SmartDefense contributes to enhance the state-of-the-art techniques to reduce cyber risks in the Smart Industry, like: safety of worker, customers and citizens; and financial loss due to industrial espionage, disruptions of services, impairment of products quality, damage of the reputation. Specifically, SmartDefense proposes:
1) Innovative algorithms and mechanisms for detecting cyber-attacks to IIoT applications and industrial control applications
2) New models and algorithms to learn attack-response behavior and to automatically plan response or mitigation actions
3) An implementation of the SmartDefense Self-protection Manager that integrates the proposed intrusion detection mechanisms and the learning and planning algorithms to demonstrate how the solution could enhance the security of a smart factory.
The state of the art will be enhanced as what follow. (Citations refer to the BIBLIOGRAPHY in the previous section)
INTRUSION DETECTION IN IIOT AND CONTROL APPLICATIONS
As mentioned in the State-of-the-Art section, interoperable IoT devices are used in IIoT applications and a technique to protect them in remote attestation. Some recent run-time remote attestation schemes [29, 30, 31] have been proposed but they perform attestation only on single devices. Additional research works [32, 33, 34] run attestation over a large number of devices but do not consider the interoperability.
SmartDefense will enhance the state-of-the-art focusing on interoperable IoT devices and applications by showing that due to the communication data exchanged between application components, a compromised one can affect the integrity of the other legitimate invoked application components that interact with the compromised component. In particular, a compromised component may maliciously deviate the control-flow of the legitimate invoked component towards a valid but non-authorized state. To this end, SmartDefense aims to check the integrity of IIoT applications by proposing a RA protocol to detects the control-flow deviation of legitimate application components, which is affected by an adversary who has not directly compromised this component but has compromised another component that interacts with the former.
As mentioned in the previous section (milestone M4), attacks to industrial control applications aims to modify the behavior of the control algorithm in two ways, modifying the control application or feeding it with modified system state values. The first type of attacks can be detected using RA-based approaches. The second type of attacks, till now have been detected mixing Secure State Estimation [11,12,14] and ML techniques [21, 23, 25, 26].
SmartDefense will enhance the state-of-the-art by proposing: a new asynchronous modular verification mechanism based on control state replication and verification; and a prevention and mitigation mechanism based on control application and control state rejuvenation. The detection and mitigation mechanism proposed does not require complex computation and are designed to be executed on resource limited devices.
SELF-PROTECTION
As before mentioned in the state-of-the-art section, self-protection systems are classified according to their level of automation, ranging from simple static attack-response mappings (e.g., [5], [6]) to more sophisticated solutions which require an accurate model of the system to produce a defense policy (e.g., [7], [9]). However, the use of a stateful model-based planning technique for large scale systems has two drawbacks: is time prohibitive and is impractical to build the system model.

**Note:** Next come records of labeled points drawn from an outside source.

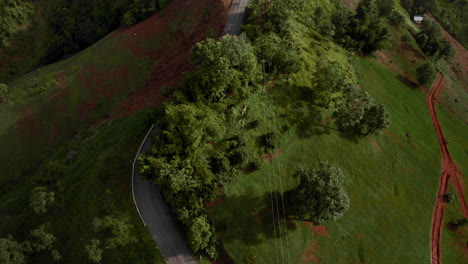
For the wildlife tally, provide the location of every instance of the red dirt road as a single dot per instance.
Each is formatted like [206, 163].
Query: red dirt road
[448, 170]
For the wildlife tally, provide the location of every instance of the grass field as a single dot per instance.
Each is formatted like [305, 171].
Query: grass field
[95, 183]
[453, 242]
[50, 104]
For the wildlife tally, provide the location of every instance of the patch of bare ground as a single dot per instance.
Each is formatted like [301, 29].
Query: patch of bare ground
[174, 57]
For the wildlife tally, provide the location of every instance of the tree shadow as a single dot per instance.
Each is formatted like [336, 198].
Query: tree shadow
[251, 219]
[407, 81]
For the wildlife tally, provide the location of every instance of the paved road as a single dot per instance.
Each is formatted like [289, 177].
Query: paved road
[149, 202]
[236, 17]
[156, 216]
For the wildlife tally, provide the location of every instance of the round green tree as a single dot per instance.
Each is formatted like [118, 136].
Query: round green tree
[320, 195]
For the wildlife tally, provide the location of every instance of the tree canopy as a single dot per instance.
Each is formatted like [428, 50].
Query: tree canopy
[426, 74]
[320, 194]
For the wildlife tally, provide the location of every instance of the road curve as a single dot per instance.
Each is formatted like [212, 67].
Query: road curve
[157, 218]
[149, 203]
[449, 170]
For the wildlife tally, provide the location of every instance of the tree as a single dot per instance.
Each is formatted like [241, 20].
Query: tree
[199, 233]
[3, 90]
[426, 74]
[13, 252]
[94, 250]
[329, 79]
[281, 55]
[375, 119]
[41, 239]
[352, 107]
[13, 14]
[320, 194]
[41, 199]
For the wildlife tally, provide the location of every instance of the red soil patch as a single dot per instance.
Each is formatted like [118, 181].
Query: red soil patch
[319, 230]
[448, 169]
[374, 143]
[97, 84]
[174, 58]
[270, 156]
[309, 254]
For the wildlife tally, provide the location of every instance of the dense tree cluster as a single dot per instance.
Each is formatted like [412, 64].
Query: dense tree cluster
[13, 15]
[320, 194]
[199, 147]
[75, 26]
[41, 199]
[3, 90]
[432, 43]
[365, 31]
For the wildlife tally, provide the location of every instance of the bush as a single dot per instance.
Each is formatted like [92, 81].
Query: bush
[426, 74]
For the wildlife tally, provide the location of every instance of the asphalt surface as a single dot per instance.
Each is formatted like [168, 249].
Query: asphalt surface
[236, 17]
[157, 218]
[150, 204]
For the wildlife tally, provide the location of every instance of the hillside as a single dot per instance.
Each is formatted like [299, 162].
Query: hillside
[73, 128]
[310, 138]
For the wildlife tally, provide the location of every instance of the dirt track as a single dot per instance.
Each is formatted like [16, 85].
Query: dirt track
[448, 170]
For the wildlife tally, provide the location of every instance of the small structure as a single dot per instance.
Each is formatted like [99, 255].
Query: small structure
[418, 19]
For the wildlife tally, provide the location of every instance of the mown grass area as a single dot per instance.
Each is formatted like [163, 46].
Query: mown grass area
[50, 104]
[453, 241]
[391, 178]
[95, 183]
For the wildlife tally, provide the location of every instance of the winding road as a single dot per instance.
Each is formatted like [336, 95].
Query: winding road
[449, 170]
[149, 203]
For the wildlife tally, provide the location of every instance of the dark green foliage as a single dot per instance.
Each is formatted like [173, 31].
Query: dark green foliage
[223, 68]
[375, 120]
[431, 42]
[281, 55]
[94, 251]
[358, 114]
[320, 194]
[76, 26]
[351, 110]
[323, 22]
[42, 239]
[426, 74]
[366, 31]
[41, 199]
[13, 252]
[405, 38]
[385, 7]
[3, 90]
[13, 14]
[270, 140]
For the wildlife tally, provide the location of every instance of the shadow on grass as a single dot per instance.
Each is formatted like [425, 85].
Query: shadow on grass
[251, 219]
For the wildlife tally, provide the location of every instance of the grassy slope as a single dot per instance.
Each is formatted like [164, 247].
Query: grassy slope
[392, 186]
[453, 247]
[79, 89]
[88, 193]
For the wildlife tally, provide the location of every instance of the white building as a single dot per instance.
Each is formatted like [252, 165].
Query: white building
[418, 19]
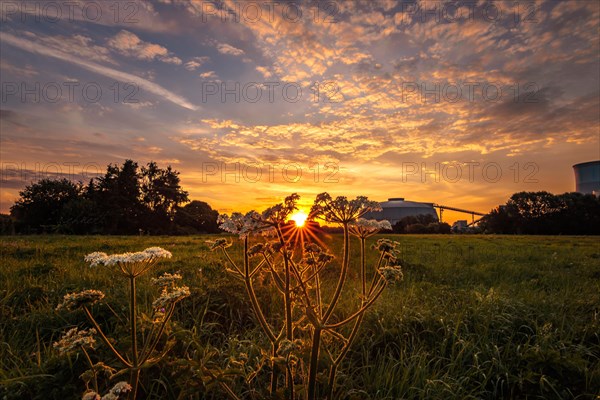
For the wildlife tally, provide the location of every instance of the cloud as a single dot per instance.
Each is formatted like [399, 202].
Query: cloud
[225, 48]
[208, 75]
[144, 84]
[195, 63]
[129, 44]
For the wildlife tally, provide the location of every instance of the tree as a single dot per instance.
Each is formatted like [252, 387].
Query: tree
[161, 193]
[543, 213]
[40, 205]
[118, 195]
[198, 216]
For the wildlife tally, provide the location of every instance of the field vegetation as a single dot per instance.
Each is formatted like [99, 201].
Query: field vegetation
[475, 317]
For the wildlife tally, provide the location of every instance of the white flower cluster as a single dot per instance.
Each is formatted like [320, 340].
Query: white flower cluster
[74, 338]
[391, 273]
[367, 227]
[166, 279]
[170, 296]
[148, 255]
[73, 301]
[240, 224]
[120, 389]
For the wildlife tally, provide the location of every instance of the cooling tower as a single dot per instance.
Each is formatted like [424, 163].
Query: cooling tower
[587, 177]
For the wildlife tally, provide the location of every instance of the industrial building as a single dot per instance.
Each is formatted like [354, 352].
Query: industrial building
[397, 208]
[587, 177]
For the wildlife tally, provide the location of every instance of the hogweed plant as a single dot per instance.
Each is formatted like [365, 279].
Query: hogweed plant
[309, 322]
[140, 355]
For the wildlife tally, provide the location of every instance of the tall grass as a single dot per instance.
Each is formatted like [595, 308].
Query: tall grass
[480, 317]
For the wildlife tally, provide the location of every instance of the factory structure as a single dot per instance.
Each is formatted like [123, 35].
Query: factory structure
[587, 177]
[397, 208]
[587, 181]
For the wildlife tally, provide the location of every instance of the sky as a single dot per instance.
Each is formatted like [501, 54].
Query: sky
[456, 103]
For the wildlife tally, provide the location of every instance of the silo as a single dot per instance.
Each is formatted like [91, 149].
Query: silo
[587, 177]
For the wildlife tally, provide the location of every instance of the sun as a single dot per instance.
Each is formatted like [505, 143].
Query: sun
[299, 218]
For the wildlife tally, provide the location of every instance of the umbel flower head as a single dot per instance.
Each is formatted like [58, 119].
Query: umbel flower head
[73, 301]
[391, 273]
[340, 209]
[170, 296]
[280, 213]
[363, 228]
[240, 224]
[130, 264]
[119, 391]
[74, 339]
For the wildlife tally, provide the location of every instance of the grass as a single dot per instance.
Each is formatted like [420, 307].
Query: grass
[476, 317]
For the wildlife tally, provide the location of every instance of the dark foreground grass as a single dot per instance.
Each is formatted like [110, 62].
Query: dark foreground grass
[476, 317]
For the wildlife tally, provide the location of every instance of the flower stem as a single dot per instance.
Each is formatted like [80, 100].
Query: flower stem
[314, 361]
[135, 372]
[342, 279]
[89, 360]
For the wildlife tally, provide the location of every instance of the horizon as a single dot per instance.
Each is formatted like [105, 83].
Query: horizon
[455, 105]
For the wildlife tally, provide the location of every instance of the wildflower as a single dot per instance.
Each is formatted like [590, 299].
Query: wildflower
[96, 258]
[73, 301]
[97, 369]
[121, 388]
[257, 249]
[157, 252]
[91, 396]
[287, 347]
[324, 258]
[131, 264]
[166, 279]
[363, 228]
[218, 244]
[391, 273]
[385, 245]
[172, 296]
[340, 209]
[312, 248]
[74, 338]
[280, 213]
[240, 224]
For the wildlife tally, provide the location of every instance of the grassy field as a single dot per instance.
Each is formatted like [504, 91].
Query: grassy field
[476, 317]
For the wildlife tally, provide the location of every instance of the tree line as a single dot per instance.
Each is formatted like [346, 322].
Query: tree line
[127, 199]
[543, 213]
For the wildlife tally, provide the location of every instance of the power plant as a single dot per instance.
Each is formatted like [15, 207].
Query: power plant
[587, 177]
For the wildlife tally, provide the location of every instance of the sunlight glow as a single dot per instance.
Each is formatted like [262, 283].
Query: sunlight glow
[299, 218]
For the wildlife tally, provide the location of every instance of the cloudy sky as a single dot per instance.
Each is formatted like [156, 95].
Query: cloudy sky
[457, 103]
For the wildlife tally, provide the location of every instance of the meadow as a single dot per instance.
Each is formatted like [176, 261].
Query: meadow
[475, 317]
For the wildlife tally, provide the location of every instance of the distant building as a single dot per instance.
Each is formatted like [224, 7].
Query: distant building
[587, 177]
[460, 226]
[397, 208]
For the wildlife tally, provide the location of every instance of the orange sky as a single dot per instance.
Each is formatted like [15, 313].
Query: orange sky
[457, 106]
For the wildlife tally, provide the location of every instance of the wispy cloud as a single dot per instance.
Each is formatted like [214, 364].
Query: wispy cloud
[131, 45]
[144, 84]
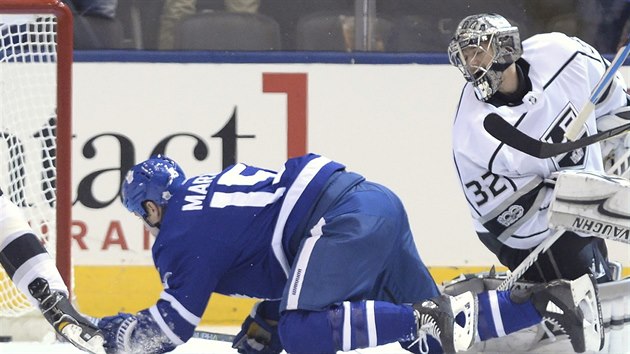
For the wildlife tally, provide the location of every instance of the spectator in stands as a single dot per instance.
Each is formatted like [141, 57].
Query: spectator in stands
[175, 10]
[614, 16]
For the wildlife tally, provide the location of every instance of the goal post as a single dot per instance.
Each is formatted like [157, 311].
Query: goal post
[36, 128]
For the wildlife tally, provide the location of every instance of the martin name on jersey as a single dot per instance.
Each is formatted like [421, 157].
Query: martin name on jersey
[198, 251]
[505, 188]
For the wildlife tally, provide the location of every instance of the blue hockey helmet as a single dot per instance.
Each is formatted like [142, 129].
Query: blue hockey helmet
[154, 180]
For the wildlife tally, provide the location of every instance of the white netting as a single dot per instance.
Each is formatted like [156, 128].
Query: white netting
[28, 96]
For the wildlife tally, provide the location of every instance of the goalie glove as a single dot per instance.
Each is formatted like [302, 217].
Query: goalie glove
[259, 331]
[67, 322]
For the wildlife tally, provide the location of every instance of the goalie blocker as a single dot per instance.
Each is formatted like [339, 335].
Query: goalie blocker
[590, 203]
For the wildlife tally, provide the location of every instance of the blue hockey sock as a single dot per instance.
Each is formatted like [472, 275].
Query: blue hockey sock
[500, 316]
[346, 326]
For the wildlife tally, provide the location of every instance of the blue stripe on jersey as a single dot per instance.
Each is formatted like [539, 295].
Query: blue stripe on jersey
[226, 233]
[298, 201]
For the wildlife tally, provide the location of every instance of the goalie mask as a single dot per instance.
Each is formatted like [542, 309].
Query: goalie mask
[482, 48]
[154, 180]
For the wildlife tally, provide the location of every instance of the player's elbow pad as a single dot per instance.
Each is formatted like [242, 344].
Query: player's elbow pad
[126, 333]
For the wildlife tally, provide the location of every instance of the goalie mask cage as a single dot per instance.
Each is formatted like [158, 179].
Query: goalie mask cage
[35, 128]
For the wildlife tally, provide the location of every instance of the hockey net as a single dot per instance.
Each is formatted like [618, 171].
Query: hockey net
[35, 132]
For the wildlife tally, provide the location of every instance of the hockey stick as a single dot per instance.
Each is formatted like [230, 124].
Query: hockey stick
[575, 126]
[221, 337]
[510, 135]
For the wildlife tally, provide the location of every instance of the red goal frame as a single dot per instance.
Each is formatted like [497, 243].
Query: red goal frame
[64, 120]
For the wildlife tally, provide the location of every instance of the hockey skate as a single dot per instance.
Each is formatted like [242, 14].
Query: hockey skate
[574, 307]
[452, 320]
[66, 321]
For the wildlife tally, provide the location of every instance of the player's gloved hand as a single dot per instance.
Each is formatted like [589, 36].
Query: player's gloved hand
[134, 334]
[259, 331]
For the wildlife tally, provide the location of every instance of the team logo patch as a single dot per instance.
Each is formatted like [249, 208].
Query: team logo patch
[510, 216]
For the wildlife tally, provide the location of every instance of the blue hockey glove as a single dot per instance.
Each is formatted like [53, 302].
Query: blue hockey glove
[259, 331]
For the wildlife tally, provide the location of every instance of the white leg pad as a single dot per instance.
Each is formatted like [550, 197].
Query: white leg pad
[591, 204]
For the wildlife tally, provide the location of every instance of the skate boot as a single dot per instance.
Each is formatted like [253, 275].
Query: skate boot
[574, 307]
[66, 321]
[452, 320]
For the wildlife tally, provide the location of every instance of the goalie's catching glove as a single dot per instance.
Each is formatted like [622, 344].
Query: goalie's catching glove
[134, 334]
[66, 321]
[259, 331]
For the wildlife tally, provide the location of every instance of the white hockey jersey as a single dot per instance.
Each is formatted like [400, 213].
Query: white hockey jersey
[504, 187]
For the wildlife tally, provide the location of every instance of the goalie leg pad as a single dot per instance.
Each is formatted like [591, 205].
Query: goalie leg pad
[594, 204]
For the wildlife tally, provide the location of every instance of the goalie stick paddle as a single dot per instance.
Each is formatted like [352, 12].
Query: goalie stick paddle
[575, 126]
[518, 272]
[510, 135]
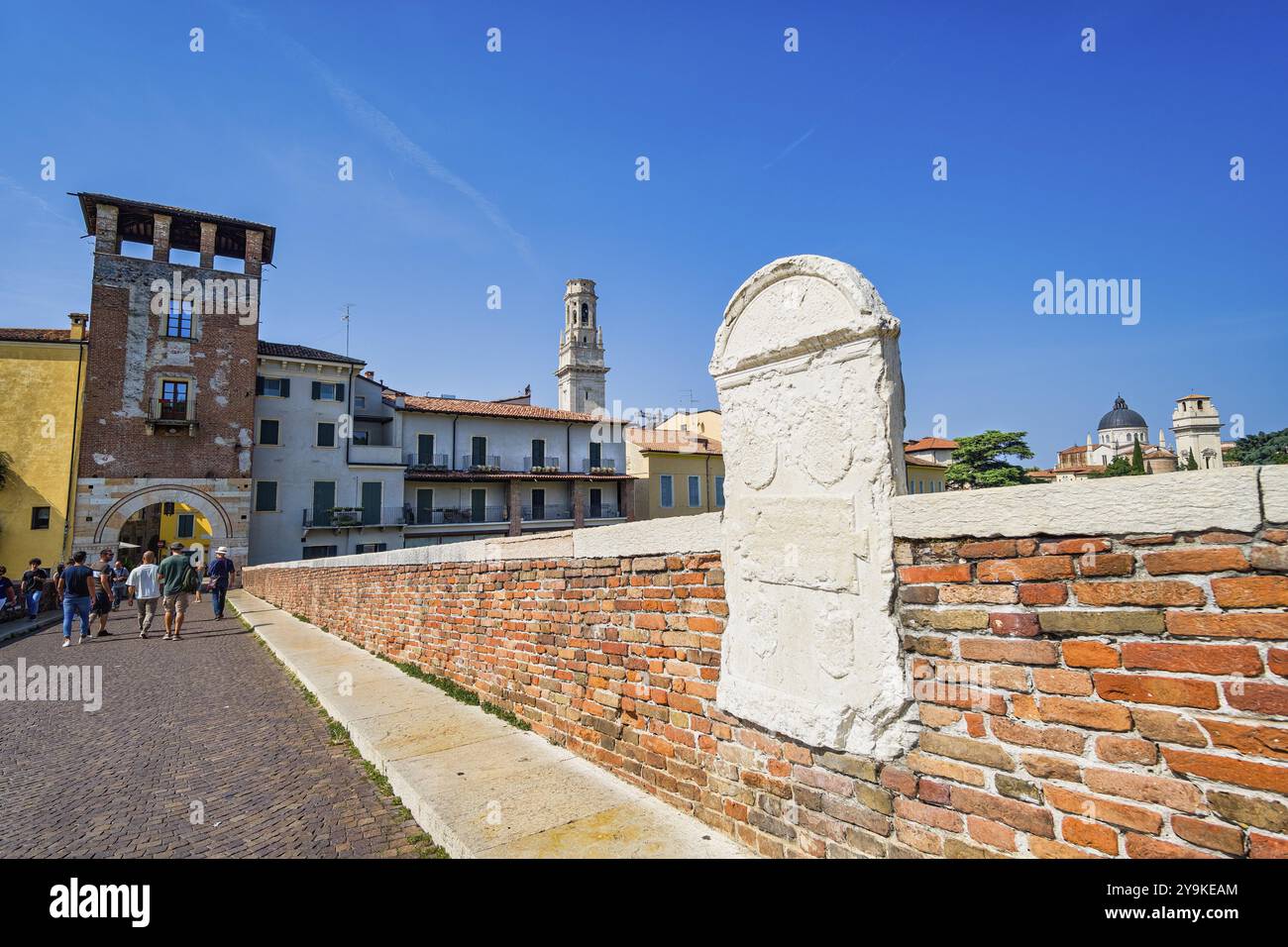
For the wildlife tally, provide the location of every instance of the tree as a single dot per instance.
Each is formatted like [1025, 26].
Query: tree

SmartDefense will enhance the state-of-the-art studying and developing a Deep Learning based algorithm to detect attacks and to plan response or mitigation actions. As before mentioned this is an unsupervised (or semi-supervised) ML approach that has two advantages: firstly, labeled data are not required; secondly, it is capable to detect un-known attacks and plan new (un-known) sequence of defense actions (i.e. defense strategies). Moreover, Deep learning algorithms converge with less learning episodes than supervised learning approach, that will require less computational capacity. The solution proposed then could be deployed on resource limited devices.